Having presented no substantive or coherent rebuttal of my actual argument, he ends with this piece of raw ad hominem:

So it is really only a demonstration of Jeffrey’s own arrogance and ignorance that he should say such insulting things to the proponents of the fine-tuning argument.[2]

Maybe next time he attempts to “refute” my argument he would have the decency to at least let me know. I suppose it would be too much to ask that he address the actual argument in an honest manner.

2 thoughts on “Comments on William Lane Craig’s Attempt to Rebut My Article on the Illusion of Fine-Tuning

  1. I will offer the opinion that both you, and Craig, are wrong.

    For example, the use of a winner of a lottery is the wrong view, because that is a single event. If a coin is flipped once, it will come up heads or tails. If a lottery is drawn, a winner might be found. That’s not the issue. The issue is what happens if, with repeated coin flips, the coin isn’t coming up heads or tails 50% of the time. What happens if the same person wins the jackpot twice? Three times? Ten times? So a fine-tuning opponent will look at the number of constants that had to happen “at random” for life – of any kind – to occur. Too, a fine-tuning opponent will look at the range the values have to take. The fine-structure constant is one such number that is known to around 14 digits and, if were slightly different, no life could exist.

    One problem with this line of argument is that, while deviation from probabilities are evidence of interference, we have to know what the probabilities are so that interference can be inferred. We can do this with coin flips, or test answers, or jackpot winners. We can’t do that with the universe. We can appeal to intuition, but we can’t show whether or intuition conforms to reality or not. You say as much.
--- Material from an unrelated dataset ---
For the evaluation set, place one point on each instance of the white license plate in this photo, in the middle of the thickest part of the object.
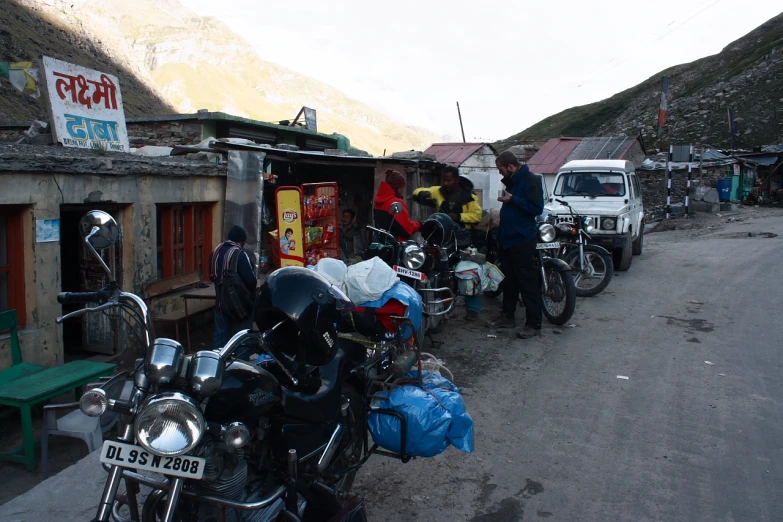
(407, 272)
(134, 457)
    But you also wrote, “The one thing we do know is our constants and our existence have a probability of 1 because we are here.” Well, no. That’s not how probability works. Probability is about what might happen, not what has happened.

    Too, you have the problem (here, and in our debate) where you affirm that there are both true and false experiences, but you haven’t yet justified how to tell one from the other. How do you know when something is, or is not, an illusion? You argue that reason is insufficient, since some things are only known approximately and therefore there is room for change. While this is true, you are overstating the case (which I’ll address). But it is equally true that experiences are just as incomplete. So I’m interested in how you will address this.

    In any case, I think this argument can be boiled down to “does randomness indicate lack of purpose or does randomness indicate hidden purpose?” I don’t think Nature gives enough clues for this to be decided other than by individual preference. YMMV.

    (BTW, please let me know if we get to a point in our debate if you’re waiting on me. At the moment, I think you’re still working on your response so that I have time to work on my stuff in the background.)

    Like

    1. 1. You’ve confused the setting of the constants with any causal chain resulting from those constants. The question of fine-tuning centers on the constants, which was a one-time event occurring immediately after the initial inflation of the universe.
      2. I fully agree we can’t know the probabilities for the universe. That was my point.
      3. As for probability concerning going forward, again that was my point. There is no question of probability for what already has happened which renders the intelligent design question moot. And even with the question of probability we have two competing views. Einstein’s view of block time leaves no degrees of freedom, which means nothing is left to chance. Penrose’s theory eliminates the importance of chance through an infinite birth of universes which guarantees we would have come about.
      4. The incompleteness of experience is incorporated in my view that we couldn’t possibly know the probabilities here.
      5. I expect to have my next section up this weekend.